To James Madison from Robert Taylor, 24 October 1801
From Robert Taylor
October 24th. 1801
Dear Sir
I had prepared a draft of the principal deed for the settlement intended by your memo:1 (for it would have required several to accomplish all the purposes intended) and was waiting an opportunity to shew it to Doctr. Rose to discover whether it was agreeable to his intentions or not, When I received a note from Mrs. Rose informing it was not necessary to prepare the writings and requesting a return of her fathers memo: respecting the devise of the land to her.2 The paper was returned to her. I have thought it right to acquaint you with it that you might attach no negligence to me in delaying sending on the deed—as it seems he is again unsettled in his views respecting it. I am yrs. affetly
Robert Taylor3
RC (DLC).
1. Memorandum not found.
2. James Madison, Sr., had intended to revise his 1787 will before his death and apparently wrote several memorandums to that effect. Specifically, he wished that lands originally willed to his deceased son, Ambrose, should be bequeathed to Ambrose’s surviving daughter, Nelly Conway Madison, and to his own daughter, Frances Taylor Madison Rose. James Madison, Sr., however, had failed to express his intentions in the proper form, and the memorandums could not be considered legally as part of his will (see bill of complaint, 8 Aug. 1805, in Hite v.
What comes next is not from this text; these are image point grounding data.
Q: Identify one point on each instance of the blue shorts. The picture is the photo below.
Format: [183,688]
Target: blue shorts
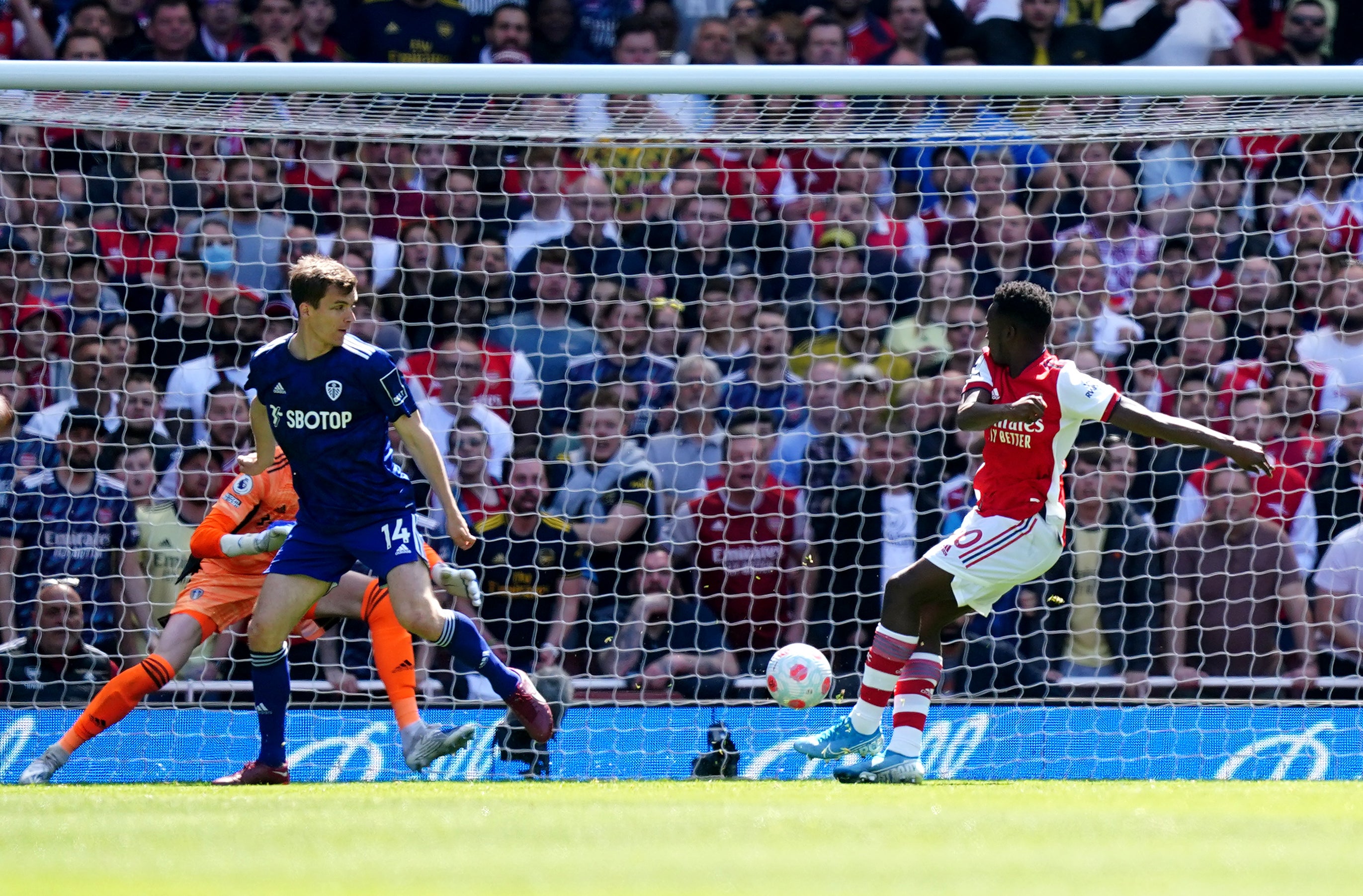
[381,547]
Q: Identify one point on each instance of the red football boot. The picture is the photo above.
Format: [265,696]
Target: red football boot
[528,705]
[256,774]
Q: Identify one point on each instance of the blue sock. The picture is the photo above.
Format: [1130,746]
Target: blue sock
[461,638]
[270,680]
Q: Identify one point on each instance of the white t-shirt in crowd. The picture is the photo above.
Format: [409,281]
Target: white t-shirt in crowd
[1324,346]
[1342,573]
[899,532]
[441,421]
[1200,29]
[187,390]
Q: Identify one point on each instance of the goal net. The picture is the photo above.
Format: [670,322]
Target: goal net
[694,357]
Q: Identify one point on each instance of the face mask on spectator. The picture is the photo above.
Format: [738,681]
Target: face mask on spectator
[217,258]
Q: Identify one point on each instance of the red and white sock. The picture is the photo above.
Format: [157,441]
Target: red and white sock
[912,696]
[889,652]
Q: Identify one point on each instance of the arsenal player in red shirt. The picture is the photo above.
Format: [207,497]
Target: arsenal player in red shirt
[1029,406]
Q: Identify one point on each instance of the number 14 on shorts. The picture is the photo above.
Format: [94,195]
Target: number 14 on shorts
[397,534]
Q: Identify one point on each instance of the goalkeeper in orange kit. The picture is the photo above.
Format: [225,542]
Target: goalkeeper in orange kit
[231,551]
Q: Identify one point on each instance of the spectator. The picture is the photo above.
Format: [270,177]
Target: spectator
[51,663]
[1339,342]
[914,44]
[547,335]
[1306,29]
[611,495]
[1281,496]
[623,356]
[166,527]
[89,389]
[457,371]
[532,572]
[1339,501]
[863,315]
[1204,33]
[183,331]
[708,245]
[134,469]
[469,453]
[1108,578]
[1171,465]
[821,387]
[746,25]
[256,231]
[140,425]
[82,47]
[138,243]
[277,28]
[746,541]
[768,385]
[1339,609]
[508,29]
[548,216]
[76,522]
[220,29]
[1036,40]
[1237,578]
[1123,245]
[408,32]
[234,335]
[825,43]
[172,33]
[689,457]
[878,529]
[783,40]
[671,643]
[591,240]
[315,21]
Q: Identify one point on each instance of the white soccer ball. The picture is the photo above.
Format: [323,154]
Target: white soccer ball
[799,677]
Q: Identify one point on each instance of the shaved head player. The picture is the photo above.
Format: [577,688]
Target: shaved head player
[1029,406]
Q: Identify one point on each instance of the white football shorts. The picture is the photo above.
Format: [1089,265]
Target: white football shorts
[989,556]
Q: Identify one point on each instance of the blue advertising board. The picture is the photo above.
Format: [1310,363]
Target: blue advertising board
[651,742]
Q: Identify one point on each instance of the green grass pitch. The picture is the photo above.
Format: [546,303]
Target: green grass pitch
[684,838]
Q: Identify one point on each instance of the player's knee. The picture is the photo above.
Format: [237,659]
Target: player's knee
[261,637]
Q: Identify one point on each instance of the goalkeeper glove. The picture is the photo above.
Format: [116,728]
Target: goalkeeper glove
[460,583]
[265,542]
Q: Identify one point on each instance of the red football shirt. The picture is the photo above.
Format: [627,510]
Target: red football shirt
[1022,462]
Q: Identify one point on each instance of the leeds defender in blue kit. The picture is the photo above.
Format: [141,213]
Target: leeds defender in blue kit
[329,400]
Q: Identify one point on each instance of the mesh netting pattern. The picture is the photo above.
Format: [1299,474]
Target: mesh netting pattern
[599,289]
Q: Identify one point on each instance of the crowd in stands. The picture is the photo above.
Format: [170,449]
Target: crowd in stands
[698,400]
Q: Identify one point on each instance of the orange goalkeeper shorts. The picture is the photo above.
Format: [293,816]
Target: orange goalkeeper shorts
[217,601]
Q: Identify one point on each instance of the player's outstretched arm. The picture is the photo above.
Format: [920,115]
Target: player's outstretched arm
[430,461]
[263,457]
[1143,421]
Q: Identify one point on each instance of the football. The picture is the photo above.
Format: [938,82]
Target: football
[799,677]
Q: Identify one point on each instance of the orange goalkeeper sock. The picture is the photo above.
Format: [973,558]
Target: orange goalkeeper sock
[118,699]
[392,654]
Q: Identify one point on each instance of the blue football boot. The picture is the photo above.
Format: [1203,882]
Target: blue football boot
[840,741]
[886,768]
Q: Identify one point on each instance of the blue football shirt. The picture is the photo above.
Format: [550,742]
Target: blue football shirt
[332,417]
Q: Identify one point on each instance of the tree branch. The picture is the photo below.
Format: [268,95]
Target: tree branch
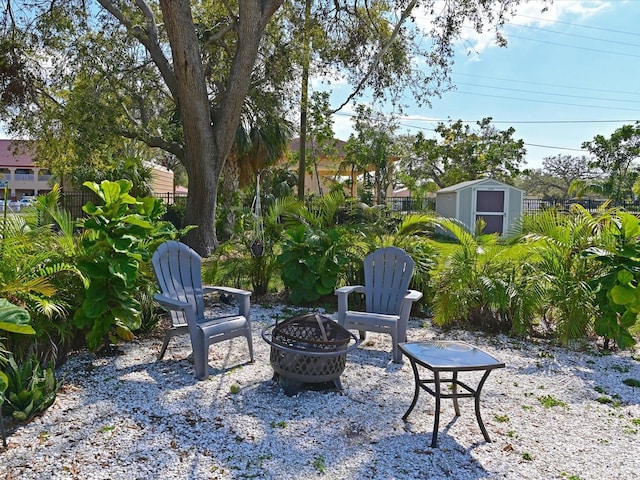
[148,37]
[405,14]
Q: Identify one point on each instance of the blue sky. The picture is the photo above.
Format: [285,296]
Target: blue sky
[567,75]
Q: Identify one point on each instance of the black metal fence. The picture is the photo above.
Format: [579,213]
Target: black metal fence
[73,202]
[530,205]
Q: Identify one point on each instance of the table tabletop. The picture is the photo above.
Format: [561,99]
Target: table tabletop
[449,356]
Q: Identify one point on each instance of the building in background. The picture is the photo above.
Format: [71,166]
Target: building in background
[18,172]
[25,178]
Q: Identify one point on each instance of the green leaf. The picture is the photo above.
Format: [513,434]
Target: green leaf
[14,319]
[625,277]
[623,295]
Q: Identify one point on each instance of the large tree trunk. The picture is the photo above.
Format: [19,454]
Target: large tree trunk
[208,132]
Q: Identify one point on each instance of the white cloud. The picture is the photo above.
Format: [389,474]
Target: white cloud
[529,13]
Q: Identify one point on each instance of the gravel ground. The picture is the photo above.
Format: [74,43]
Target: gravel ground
[552,413]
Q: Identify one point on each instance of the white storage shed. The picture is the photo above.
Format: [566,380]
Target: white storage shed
[499,204]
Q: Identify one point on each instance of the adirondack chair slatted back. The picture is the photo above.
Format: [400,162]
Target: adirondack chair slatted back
[387,273]
[178,270]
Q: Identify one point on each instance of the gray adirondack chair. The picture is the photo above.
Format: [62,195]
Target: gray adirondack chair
[178,270]
[388,300]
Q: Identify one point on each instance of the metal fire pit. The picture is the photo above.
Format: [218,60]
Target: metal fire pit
[309,348]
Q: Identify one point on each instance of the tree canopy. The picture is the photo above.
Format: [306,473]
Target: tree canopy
[463,153]
[617,158]
[183,76]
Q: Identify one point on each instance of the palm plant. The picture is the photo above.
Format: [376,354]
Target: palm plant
[35,273]
[557,240]
[480,283]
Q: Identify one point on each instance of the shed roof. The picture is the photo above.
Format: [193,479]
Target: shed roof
[7,157]
[470,183]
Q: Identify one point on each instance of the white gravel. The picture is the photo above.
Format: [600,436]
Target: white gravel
[130,417]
Madison Papers [Madison County, Virginia, Circuit Court Records]).
3. Robert Taylor (1763–1845), the son of JM’s granduncle Erasmus Taylor, practiced law in Orange County, served in the Virginia Senate, 1804–6, and was a member of the U.S. House of Representatives, 1825–27. In 1784 he had married Frances Pendleton, the grandniece of Judge Edmund Pendleton (Hayden, Virginia Genealogies, pp. 674, 679; , 41 [1933]: 85–86).